Why is this amazing or improbable? The universal symmetry laws say that when molecules or atoms that are not left handed or right handed form a tetrahedral atom that there must be a 50:50 mix of left and right handed products. That is why scientists and chemists in particular are obsessed with Escher prints. Escher was an artist that made his money creating images where left and right handed images generated each other ...

In fact the only way we can separate handed molecules is with another handed molecule. The question of course is where the broken symmetry comes from but that is an issue for another day. Suffice it to say that chemists have a unique interest in any sort of process that is capable of sorting left and right handed objects.

Well a new one has surfaced.

It was in the Globe and Mail today that another right sneaker has washed up on a beach in British Columbia. What makes that odd is that the foot was still in it. What makes it odder still is that this is the fourth right foot sneaker with a foot still in it to wash up in recent days.




In the absence of a real twisted murderer loose on the West Coast it would appear that this is the result of a natural process of some kind where accidents or suicides result in bodies washing down river and out into the ocean where natural dismemberment results in the feet separating from the bodies but that the right handed foot / sneaker combination follow a different path than the left handed sneakers. The importance of the sneaker is to provide protection for the foot so it stays intact and the natural buoyancy of the sneaker makes the dismembered foot float.

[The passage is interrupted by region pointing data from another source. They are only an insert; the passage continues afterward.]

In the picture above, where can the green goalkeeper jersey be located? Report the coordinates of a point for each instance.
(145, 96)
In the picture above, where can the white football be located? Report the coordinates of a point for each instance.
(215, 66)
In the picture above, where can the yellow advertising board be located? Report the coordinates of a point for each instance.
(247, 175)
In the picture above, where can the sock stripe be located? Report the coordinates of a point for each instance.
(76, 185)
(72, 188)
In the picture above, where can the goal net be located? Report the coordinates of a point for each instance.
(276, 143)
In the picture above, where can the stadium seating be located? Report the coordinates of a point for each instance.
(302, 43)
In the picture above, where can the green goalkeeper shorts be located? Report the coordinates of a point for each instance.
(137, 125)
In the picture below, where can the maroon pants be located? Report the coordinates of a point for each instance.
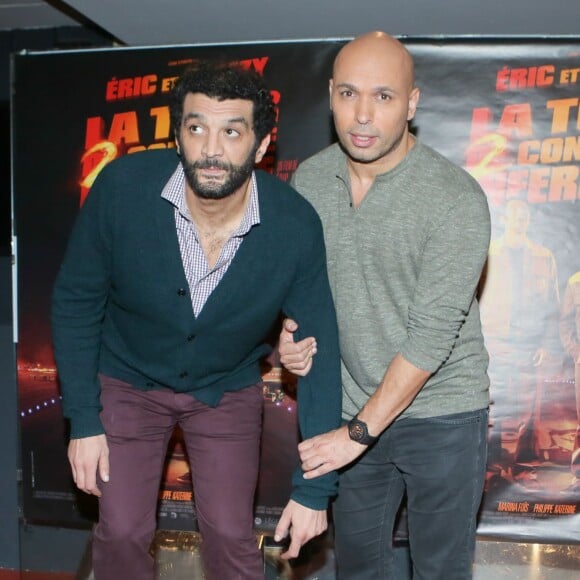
(223, 448)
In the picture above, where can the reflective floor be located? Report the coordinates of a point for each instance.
(178, 558)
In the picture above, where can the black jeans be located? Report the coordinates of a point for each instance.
(440, 463)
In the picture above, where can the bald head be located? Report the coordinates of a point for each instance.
(373, 97)
(376, 51)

All in all it would appear that a right handed object floating in the ocean is somehow polarized and separated from an equivalent left handed object. The proof of this theory would be to go back to the river source of the bodies and examine the coast in the opposite direction from where the right handed sneakers were found. If this theory is right there should be a stretch of BC coastline where the left footed sneakers accumulate. You heard it here first.

I'm just sayin'.

Wednesday, June 04, 2008

I Have a Bad Case of Piles

I have always been a "clean desk" kinda guy. I have always believed in organization as a second religion and it is foundational to my day to day work as a professor. On the other hand I really did a "Jesus take the wheel" thing with the ABU Science Department this past year and I let a lot of things slide. That has resulted in several piles of paper on my desk next to the piles of textbooks I need to review for the fall semester courses. I hate piles of paper so i have been methodically plowing my way through them dividing them by priority and interest. At the bottom of one pile I found my 2006 - 2007 student evaluations.

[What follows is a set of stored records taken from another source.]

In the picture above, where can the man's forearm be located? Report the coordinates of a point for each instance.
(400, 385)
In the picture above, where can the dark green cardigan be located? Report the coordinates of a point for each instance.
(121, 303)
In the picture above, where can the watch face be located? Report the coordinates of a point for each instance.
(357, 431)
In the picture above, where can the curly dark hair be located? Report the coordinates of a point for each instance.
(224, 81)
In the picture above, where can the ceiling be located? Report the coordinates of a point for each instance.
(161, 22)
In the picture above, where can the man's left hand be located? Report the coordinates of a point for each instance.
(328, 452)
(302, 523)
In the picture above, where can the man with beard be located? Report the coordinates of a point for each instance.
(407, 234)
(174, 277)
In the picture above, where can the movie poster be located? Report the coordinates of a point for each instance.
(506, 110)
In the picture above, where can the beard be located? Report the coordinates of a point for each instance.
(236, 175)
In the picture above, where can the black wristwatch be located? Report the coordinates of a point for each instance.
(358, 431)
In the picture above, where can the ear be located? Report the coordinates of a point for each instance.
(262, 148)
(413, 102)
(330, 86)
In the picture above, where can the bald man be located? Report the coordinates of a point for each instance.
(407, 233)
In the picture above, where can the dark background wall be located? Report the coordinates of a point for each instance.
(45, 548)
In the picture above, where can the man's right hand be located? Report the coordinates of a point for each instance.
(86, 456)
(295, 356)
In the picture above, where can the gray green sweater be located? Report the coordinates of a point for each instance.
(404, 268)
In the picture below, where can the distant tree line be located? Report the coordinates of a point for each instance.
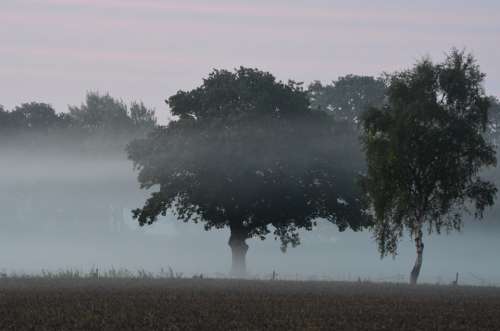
(100, 120)
(402, 153)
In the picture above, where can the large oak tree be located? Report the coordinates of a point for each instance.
(247, 152)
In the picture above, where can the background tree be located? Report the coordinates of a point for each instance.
(248, 153)
(348, 97)
(424, 151)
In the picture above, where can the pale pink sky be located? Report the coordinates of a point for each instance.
(56, 50)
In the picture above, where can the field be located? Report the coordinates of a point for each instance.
(214, 304)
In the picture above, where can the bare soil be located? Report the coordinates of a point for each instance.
(214, 304)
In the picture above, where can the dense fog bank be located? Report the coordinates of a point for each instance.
(62, 210)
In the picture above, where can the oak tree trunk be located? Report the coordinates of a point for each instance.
(239, 250)
(418, 263)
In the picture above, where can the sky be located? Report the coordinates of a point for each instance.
(55, 51)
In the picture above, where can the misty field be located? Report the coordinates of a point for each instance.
(209, 304)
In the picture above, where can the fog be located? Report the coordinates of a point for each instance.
(62, 209)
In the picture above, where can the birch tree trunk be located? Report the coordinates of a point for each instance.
(418, 263)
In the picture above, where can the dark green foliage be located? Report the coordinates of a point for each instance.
(247, 152)
(494, 120)
(425, 149)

Student evaluations have always been difficult for me. At no other time of my year am I brought so close to the question of why I am here at ABU. At Dalhousie, Saint Mary's and Memorial I had spectacular student evaluations that were always better than the departmental averages. But here at ABU it is very different. In fact, my evaluation numbers are all much worse than the ABU averages even on the question of organization and enthusiasm where I figure I should shine. I know all the rationalizations and explanations about why my evaluation numbers might be poor. But it still brings me back to what am I doing here if the students do not understand or appreciate the effort.

So I read my evaluations and they are pretty much the same as ever. There are some students that clearly "get" what I was trying to do and some other students that clearly hate me on an irrational level (disturbingly they are Science majours). The hate filled group are pretty easy to cope with because it is doubtful that I would be able to reach them anyway. But it is the continuing poor marks and negative comments by the middle group of student that cause me to pause. I guess I need to be more intentional in trying to reach that group of students. The problem is that I feel the issue may not be me so much as the content of the courses that I teach. I have a very clear understanding of the necessary content of my courses and I can't change that without making ABU chemistry courses non-transferable. I don't know, sometimes I just don't know.

And so, I deeply appreciate on a different level the kindness of several students for a card they gave me last fall. At moments like these it really helps. Thanks again.